So stelle ich mir meinen Abschied vor. Jetzt muss ich nur noch gucken wann. Ich habe schon einmal unter meinen Leuten nachgefragt. Gar nicht so einfach sich auf ein Datum zu einigen. Mal hat der was, mal der andere. Im Winter ist vielen zu kalt. Im Sommer im Urlaub. Wir haben uns jetzt mal grob auf Ende September geeinigt. Nur das Jahr haben wir noch offengelassen. Aber in jedem Fall in einem Jahr wo keine Fußballweltmeisterschaft und Olympia stattfinden. Das grenzt es natürlich etwas ein. Ich für meinen Teil möchte vor achtzig, aber nicht vor meinem fünfzigsten. Dazwischen ist es mir eigentlich egal. Sonntag nachmittags wäre am günstigsten. Ich denke so zwischen zwei und drei Uhr. Da ist noch Sonne und hell. Die Einladungen sind auch schon gedruckt. Muss ich nur noch den Termin reinsetzen. Im Prinzip ist alle geplant. Jedenfalls an mir wird das nicht scheitern dann. Ich habe alles im Griff. Die einzige kleine Ungewissheit ist, wie und woran ich sterbe. Gesund zu sterben ist ja eine Herausforderung. Also ich meine ein Schnupfen oder so, das ist noch ok. Abgebrochener Fingernagel beunruhigt mich jetzt auch noch nicht. Also am liebsten wäre es mir, wenn ich so ein bis zwei Tage vorher wüsste, da kommt was Ernstes auf mich zu. Das könnte eventuell langfristig zum Tode führen, dann komm ich dem zuvor. Über das WIE muss ich mir noch ein paar Gedanken machen. Ist ja schließlich eine Entscheidung, die man nicht jeden Tag trifft. Da ist Sorgfalt angesagt. Nur klar ist für mich, jemanden dabei zu belästigen, dass widerstrebt mir. Ich habe so oft in der Bahn gehört, wegen Personenschaden werden wir verspätet ankommen. Da hat sich dann irgend ein Selbstdarsteller vor die Gleise geschmissen. Und im Zug sind alle Leute dann sauer. Und der arme Zugführer kann einem ja auch leidtun. Ich finde so ein Verhalten unsolidarisch. Da wollte sich so ein Egomane wichtig tun und die Leute kommen zu spät zur Arbeit.
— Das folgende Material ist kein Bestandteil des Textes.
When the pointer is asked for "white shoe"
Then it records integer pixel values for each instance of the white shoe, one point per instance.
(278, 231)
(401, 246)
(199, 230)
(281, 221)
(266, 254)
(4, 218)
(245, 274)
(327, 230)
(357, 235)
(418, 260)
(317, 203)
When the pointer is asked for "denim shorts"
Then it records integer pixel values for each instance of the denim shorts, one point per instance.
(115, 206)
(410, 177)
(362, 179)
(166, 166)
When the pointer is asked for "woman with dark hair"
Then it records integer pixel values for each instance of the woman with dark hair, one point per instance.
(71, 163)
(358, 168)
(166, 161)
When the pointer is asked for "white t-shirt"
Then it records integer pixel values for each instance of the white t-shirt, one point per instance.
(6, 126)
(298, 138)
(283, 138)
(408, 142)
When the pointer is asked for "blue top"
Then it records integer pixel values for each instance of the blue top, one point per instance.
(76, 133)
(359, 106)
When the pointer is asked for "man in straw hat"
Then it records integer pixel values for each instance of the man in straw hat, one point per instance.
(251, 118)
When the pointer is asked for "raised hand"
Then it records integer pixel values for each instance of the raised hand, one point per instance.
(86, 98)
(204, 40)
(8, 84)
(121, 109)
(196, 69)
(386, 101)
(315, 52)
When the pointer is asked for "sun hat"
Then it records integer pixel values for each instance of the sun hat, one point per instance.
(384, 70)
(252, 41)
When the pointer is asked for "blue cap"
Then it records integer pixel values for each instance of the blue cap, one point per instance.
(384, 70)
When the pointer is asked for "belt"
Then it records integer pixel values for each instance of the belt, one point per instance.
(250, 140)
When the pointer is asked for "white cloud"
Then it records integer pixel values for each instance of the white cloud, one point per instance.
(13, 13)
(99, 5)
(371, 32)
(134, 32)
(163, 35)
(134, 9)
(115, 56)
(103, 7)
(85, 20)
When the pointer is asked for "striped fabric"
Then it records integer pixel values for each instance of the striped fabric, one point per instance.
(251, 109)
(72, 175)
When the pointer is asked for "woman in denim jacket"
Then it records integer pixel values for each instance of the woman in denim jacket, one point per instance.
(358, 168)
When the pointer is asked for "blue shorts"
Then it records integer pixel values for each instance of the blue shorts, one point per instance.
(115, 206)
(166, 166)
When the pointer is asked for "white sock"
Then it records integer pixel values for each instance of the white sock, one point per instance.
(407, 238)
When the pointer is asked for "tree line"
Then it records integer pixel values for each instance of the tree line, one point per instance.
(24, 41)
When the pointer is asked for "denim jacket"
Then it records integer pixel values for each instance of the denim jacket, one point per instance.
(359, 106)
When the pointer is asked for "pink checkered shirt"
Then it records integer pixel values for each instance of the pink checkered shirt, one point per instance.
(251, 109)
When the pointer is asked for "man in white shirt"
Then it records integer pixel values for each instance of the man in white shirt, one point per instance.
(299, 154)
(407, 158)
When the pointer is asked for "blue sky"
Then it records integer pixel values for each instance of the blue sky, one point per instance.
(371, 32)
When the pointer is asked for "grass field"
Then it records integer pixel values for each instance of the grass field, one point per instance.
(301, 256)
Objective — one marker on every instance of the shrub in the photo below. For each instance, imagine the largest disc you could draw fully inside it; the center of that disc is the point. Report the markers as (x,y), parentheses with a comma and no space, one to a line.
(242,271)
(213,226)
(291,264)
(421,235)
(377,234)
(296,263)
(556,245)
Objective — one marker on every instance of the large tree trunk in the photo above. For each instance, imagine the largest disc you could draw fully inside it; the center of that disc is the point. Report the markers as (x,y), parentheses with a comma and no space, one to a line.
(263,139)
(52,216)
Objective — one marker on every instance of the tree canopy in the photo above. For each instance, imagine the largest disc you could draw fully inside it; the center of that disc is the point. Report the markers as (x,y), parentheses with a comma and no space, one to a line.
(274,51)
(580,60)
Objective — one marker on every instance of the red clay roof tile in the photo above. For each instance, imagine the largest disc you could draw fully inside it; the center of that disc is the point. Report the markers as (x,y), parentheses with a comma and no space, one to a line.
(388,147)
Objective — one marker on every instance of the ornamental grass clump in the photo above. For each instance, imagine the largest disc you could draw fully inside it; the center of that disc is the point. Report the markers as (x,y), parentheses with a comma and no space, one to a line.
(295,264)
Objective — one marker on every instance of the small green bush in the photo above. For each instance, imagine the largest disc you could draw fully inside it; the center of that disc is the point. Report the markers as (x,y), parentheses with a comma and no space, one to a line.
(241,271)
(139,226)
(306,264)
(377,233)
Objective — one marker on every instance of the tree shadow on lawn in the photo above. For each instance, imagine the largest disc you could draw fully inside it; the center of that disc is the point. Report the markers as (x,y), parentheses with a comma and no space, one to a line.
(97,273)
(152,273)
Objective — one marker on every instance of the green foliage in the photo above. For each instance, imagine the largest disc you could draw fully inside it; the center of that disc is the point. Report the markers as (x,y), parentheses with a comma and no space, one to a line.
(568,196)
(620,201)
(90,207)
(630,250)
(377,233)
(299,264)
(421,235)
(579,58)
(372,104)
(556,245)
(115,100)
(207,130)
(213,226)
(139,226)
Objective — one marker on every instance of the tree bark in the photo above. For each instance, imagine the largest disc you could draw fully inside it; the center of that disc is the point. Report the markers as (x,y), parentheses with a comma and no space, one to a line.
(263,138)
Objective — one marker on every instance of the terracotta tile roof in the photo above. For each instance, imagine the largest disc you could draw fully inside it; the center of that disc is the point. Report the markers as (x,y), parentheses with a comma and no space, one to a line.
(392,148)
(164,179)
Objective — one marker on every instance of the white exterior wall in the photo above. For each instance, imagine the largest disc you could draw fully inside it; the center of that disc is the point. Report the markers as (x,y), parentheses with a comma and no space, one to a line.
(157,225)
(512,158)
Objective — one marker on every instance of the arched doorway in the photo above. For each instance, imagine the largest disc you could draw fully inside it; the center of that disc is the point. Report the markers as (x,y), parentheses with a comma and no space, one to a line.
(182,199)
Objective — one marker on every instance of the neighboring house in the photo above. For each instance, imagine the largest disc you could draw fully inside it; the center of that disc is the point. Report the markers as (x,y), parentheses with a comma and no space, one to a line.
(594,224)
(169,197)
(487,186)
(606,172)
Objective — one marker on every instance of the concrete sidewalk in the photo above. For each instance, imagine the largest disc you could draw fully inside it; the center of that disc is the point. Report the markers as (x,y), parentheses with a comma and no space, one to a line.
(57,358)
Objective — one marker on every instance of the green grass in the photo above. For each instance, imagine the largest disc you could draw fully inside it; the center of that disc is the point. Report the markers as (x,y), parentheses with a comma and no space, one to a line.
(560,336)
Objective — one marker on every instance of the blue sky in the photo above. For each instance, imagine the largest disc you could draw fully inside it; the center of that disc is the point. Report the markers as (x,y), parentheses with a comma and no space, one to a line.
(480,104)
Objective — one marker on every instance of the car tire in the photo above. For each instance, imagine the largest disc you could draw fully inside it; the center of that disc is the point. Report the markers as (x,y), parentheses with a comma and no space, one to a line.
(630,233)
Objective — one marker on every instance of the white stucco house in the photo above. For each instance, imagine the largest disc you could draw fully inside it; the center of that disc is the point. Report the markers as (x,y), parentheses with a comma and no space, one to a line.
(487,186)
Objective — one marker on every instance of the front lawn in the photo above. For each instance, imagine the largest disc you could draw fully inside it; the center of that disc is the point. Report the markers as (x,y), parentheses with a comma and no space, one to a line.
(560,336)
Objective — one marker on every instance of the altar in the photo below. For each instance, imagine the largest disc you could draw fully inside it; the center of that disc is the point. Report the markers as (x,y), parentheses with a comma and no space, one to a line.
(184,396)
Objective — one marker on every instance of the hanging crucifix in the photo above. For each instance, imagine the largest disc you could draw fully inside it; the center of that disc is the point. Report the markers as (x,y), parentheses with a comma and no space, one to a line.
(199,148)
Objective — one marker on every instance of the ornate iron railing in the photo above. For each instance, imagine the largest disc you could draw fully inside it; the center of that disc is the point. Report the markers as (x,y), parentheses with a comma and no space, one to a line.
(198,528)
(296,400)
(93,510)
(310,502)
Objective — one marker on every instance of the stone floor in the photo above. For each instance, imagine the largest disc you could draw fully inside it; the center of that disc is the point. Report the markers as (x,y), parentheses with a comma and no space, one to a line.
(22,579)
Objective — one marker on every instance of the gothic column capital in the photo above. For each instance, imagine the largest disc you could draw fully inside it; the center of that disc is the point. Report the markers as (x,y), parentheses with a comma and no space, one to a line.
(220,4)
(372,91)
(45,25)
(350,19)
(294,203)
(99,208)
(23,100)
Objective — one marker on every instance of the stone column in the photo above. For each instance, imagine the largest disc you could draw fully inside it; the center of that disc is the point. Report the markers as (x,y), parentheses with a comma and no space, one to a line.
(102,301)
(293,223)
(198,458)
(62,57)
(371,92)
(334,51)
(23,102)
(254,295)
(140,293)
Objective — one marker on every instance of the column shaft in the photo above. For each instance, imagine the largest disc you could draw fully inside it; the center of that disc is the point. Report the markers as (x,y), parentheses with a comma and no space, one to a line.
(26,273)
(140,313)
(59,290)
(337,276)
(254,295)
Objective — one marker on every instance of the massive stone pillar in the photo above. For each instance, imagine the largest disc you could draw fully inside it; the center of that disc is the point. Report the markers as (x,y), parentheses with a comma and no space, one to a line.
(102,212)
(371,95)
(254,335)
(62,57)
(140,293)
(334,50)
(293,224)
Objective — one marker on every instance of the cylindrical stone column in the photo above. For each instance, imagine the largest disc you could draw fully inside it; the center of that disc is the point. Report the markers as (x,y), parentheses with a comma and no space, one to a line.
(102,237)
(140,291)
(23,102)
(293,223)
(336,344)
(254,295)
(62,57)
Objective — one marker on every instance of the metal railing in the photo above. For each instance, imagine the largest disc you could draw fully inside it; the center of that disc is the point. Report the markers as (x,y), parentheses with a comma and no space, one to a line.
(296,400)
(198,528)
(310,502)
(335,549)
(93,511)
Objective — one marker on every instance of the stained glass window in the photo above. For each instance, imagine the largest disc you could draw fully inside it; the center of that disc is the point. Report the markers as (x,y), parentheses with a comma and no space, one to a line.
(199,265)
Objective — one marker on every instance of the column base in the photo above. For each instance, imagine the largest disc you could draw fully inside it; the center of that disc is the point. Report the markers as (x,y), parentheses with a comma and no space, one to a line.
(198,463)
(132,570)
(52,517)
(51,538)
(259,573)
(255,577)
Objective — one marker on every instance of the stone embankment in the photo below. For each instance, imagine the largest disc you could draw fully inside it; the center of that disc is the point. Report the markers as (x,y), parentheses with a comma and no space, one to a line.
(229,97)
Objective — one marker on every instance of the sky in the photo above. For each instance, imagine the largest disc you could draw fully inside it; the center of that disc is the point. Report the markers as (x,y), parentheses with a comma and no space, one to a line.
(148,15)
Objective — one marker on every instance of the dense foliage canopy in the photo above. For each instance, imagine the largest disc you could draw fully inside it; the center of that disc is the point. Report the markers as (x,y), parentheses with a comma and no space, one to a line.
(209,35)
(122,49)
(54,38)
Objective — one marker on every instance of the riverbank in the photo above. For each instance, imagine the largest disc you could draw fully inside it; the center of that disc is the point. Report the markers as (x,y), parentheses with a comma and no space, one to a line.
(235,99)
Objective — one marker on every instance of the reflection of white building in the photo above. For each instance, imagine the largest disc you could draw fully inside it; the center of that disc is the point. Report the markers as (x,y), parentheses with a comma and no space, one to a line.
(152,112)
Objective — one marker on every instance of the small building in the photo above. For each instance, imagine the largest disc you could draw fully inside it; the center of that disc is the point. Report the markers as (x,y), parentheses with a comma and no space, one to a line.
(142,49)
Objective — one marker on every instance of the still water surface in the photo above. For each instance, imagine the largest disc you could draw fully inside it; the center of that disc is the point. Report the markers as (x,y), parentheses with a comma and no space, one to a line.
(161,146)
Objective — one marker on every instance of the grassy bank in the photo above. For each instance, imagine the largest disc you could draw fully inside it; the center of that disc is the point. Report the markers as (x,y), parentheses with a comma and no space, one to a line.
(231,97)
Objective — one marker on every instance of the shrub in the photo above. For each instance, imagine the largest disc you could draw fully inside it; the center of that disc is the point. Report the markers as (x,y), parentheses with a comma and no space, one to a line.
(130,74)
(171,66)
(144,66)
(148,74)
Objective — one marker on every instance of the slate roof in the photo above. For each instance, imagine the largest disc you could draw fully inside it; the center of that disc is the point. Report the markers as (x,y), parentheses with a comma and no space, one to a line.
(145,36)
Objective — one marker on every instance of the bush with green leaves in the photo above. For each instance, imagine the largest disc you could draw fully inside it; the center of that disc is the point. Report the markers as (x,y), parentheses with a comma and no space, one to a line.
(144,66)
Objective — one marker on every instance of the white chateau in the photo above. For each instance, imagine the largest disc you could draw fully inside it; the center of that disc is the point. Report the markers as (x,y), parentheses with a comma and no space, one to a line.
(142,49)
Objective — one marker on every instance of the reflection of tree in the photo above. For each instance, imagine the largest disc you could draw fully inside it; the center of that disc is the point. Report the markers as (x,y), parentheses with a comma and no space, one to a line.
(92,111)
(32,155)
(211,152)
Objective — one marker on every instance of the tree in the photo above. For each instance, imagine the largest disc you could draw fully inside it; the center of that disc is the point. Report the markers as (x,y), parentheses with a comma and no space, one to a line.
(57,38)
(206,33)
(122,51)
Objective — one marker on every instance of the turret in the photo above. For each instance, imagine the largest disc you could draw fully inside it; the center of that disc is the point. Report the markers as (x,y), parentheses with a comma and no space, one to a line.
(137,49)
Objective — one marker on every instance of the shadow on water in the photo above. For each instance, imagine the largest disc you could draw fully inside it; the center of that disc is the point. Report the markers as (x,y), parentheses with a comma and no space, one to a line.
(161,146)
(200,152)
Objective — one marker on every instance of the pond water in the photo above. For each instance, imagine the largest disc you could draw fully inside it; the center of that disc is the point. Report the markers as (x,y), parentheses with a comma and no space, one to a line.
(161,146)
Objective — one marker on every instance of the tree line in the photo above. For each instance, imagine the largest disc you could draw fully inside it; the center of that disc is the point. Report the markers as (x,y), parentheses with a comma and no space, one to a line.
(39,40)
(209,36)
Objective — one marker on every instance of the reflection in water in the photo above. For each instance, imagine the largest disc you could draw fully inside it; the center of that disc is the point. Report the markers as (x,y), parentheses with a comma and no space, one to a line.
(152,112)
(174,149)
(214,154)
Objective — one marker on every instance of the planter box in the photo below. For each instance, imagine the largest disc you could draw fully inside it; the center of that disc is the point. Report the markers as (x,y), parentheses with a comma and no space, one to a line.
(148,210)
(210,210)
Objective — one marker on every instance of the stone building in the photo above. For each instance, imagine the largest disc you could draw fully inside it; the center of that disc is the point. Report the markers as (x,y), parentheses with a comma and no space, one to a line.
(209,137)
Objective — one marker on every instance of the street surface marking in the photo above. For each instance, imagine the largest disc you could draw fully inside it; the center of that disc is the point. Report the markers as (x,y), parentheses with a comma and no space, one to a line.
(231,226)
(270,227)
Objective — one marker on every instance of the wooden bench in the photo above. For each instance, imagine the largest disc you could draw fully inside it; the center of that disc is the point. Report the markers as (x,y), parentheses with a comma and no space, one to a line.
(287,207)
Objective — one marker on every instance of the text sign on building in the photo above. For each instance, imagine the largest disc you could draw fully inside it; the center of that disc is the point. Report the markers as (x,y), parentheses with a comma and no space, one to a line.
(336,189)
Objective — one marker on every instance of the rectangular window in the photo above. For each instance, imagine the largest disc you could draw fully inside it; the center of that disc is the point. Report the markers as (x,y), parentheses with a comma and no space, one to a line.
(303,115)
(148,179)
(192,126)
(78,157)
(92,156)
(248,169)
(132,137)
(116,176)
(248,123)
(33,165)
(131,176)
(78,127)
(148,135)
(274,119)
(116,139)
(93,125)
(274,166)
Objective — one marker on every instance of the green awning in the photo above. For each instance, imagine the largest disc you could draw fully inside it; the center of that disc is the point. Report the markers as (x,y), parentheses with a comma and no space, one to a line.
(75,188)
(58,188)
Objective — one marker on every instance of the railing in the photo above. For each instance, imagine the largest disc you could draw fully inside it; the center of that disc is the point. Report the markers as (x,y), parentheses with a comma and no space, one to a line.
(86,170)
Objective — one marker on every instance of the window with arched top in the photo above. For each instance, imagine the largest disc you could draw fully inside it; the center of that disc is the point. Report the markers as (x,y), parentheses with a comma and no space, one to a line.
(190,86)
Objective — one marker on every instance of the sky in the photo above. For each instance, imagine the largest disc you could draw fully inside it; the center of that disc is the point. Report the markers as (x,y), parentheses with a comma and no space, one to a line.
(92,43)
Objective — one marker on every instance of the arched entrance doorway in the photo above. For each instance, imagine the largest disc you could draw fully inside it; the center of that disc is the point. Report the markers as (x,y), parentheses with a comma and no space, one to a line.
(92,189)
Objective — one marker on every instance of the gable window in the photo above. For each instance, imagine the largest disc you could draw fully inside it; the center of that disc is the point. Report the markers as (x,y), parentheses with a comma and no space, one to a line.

So etwas ist doch keine Art. Man hängt sich zuhause still und leise im Keller auf. So macht man das. Dann stört man auch keinen. Unsensible gehen dafür in den Wald. Da kommt dann so eine nette Familie mit den Kindern vorbei. Will picknicken und da hängt da so ein Typ, mit heraushängender Zunge. Da kann das Hähnchenschenkel doch nicht mehr schmecken. Und wie erklärt man den Kindern das.
„Das ist zur Abschreckung. Damit das Wildschwein nicht die Baumrinde abnagt.“
Nein, ich möchte nicht das wegen mir traumatisierte Kinder herumlaufen und später womöglich zu Massenmördern werden, bloß weil sie mich gesehen haben. Aufgehängt, tot und nackt.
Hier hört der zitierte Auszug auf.